Les auteurs ont recours à des modèles murins d’exposition précoce à l’alcool. Pour ce faire, ils utilisent des souris âgées de 2 à 6 jours qu’ils divisent en 4 groupes. 1) alimentation au lait + alcool + injection de solution saline ; 2) même alimentation + injection de minocycline (bloqueur de l’activation microgliale) ; 3) alimentation lactée isocalorique + injection de solution saline ; 4) témoins laissées avec leur mère. Ces rations sont données 2 fois par jour durant 5 jours puis l’animal est sacrifié et son cerveau est prélevé et disséqué pour ne garder que la microglie hypothalamique. Certains animaux des 4 groupes sont élevés jusqu’à J90 où ils sont soit sacrifiés pour des mesures basales ou bien reçoivent une injection de lipopolysaccharides (LPS) (reproduisant un stress infectieux) et sont sacrifiés 2h après. Des prises de sang sont réalisées chez ces souris adultes pour mesure des taux hormonaux d’ACTH et de corticosterone et leur cerveau est prélevé et disséqué pour ne garder que la microglie hypothalamique.

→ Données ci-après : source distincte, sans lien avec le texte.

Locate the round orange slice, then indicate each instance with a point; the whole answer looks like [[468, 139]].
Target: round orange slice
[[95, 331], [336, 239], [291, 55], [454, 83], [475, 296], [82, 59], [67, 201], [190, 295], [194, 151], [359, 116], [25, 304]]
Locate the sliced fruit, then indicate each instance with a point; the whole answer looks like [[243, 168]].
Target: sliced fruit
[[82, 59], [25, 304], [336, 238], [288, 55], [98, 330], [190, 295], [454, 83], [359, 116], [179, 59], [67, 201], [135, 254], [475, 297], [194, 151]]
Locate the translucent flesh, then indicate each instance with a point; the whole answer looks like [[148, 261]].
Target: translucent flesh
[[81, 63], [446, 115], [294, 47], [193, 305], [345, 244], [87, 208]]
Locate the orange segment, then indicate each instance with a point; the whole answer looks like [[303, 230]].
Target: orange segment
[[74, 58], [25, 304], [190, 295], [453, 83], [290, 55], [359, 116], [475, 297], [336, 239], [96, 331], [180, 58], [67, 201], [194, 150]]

Parallèlement à cela, un modèle de culture cellulaire primaire de microglie exposée à l’alcool est réalisé à partir de dissections hypothalamiques obtenus par dissection de cerveaux de souris sacrifiés à J1 postnatal (avant exposition à l’alcool). Ces cultures cellulaires sont soit exposés à une solution d’alcool soit à une solution neutre (contrôle).

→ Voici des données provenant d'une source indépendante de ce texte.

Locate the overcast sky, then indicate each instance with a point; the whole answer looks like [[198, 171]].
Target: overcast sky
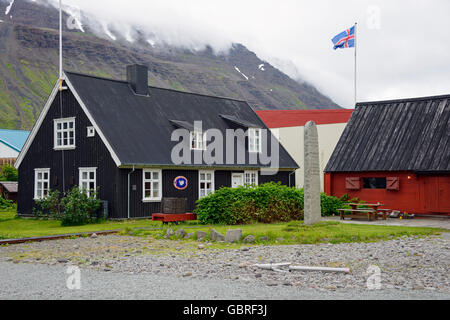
[[403, 45]]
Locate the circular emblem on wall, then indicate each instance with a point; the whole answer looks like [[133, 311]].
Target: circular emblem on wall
[[180, 183]]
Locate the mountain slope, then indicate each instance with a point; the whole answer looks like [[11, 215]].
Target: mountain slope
[[29, 65]]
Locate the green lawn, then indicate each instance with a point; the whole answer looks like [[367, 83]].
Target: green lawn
[[292, 232], [12, 227], [297, 233]]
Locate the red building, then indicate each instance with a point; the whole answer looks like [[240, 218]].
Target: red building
[[397, 153]]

La mesure de l’expression génique est réalisée en RT-PCR permettant d’évaluer quantitativement l’ARNm de l’IL6, l’IL1b, TNFα, MCP-1, TLR-4, CSF-1R. De plus, l’évaluation de l’activité immunitaire repose également sur la mesure de la production protéique par immunocytochimie et cytométrie de flux.

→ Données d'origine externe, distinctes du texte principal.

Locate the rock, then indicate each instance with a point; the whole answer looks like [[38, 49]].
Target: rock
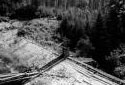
[[4, 25], [17, 24]]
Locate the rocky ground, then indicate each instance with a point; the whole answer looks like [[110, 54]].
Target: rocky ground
[[26, 46]]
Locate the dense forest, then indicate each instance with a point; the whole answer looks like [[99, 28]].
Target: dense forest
[[90, 28]]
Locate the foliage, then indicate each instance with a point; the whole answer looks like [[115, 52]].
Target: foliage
[[107, 34]]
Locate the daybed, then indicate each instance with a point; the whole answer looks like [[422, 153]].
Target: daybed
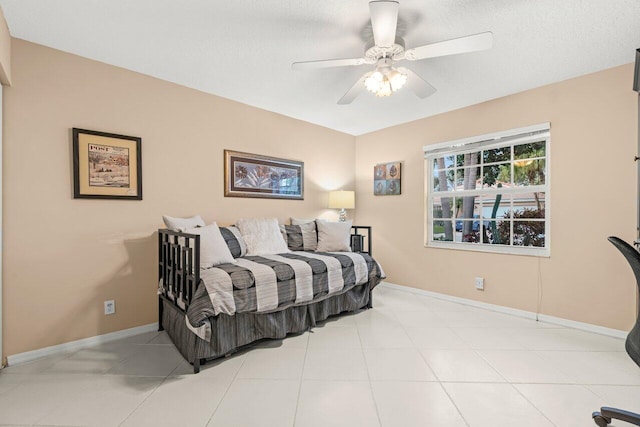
[[214, 311]]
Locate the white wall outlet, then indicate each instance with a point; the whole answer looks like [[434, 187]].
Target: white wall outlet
[[109, 307]]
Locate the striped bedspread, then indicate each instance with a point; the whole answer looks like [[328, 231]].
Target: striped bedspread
[[270, 283]]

L’activation microgliale au niveau des coupes du noyau paraventriculaire (PVN) et du noyau arqué (ARC) utilisent un marquage immunohistochimique via IBA1 (marqueur spécifique de la microglie) et Cd11b (marqueur de l’activation).
La mesure du marquage épigénétique repose sur l’évaluation de la méthylation de l’ADN totale et de l’acétylation des histones (H3K9ac) des promoteurs de TNFα et IL6 (par immunoprécipitation de la chromatine après immunomarquage spécifique).
A travers cette étude, les auteurs pointent que l’exposition précoce à l’alcool active à court terme la microglie hypothalamique du PVN et l’expression micro gliale de facteurs proinflammatoires et que ces effets persistent à l’âge adulte, non pas à l’état basal, mais après un stress immunitaire, suggérant ainsi un effet d’ « amorçage » de l’immunité par l’alcool. L’axe du stress parait de plus être également hyper réactif au stress immunitaire, ce qui est ici souligné par les taux post LPS de CORT et ACTH.
Ces altérations semblent reposer sur un marquage épigénétique précoce associant une réduction de régulateurs négatifs de la transcription (méthylation globale de l’ADN et MeCP2), une réduction des histones déacétylases (HDA1C et SIRT1) permettant un enrichissement de leur cible H3K9ac. Un enrichissement spécifique des promoteurs de marqueurs proinflammatoires IL6 et TNF-α suggère ce mécanisme comme participant à l’hyperréactivité immunitaire constatée. L’exposition à l’alcool constituerait ainsi un stress immunitaire précoce activant l’immunité cellulaire à court et à long terme.
De manière intéressante, la minocycline permet ici de corriger ces éléments. Celle-ci est connue pour inhiber l’activation M1 microgliale. Ces données suggèrent un potentiel thérapeutique de ce traitement dans les syndromes d’alcoolisation fœtale justifiant d’être investigué.
Les recherches futures devront également évaluer l’impact fonctionnel et comportemental de l’exposition précoce à l’alcool et identifier quelles serait les conséquences d’un blocage de l’activation microgliale.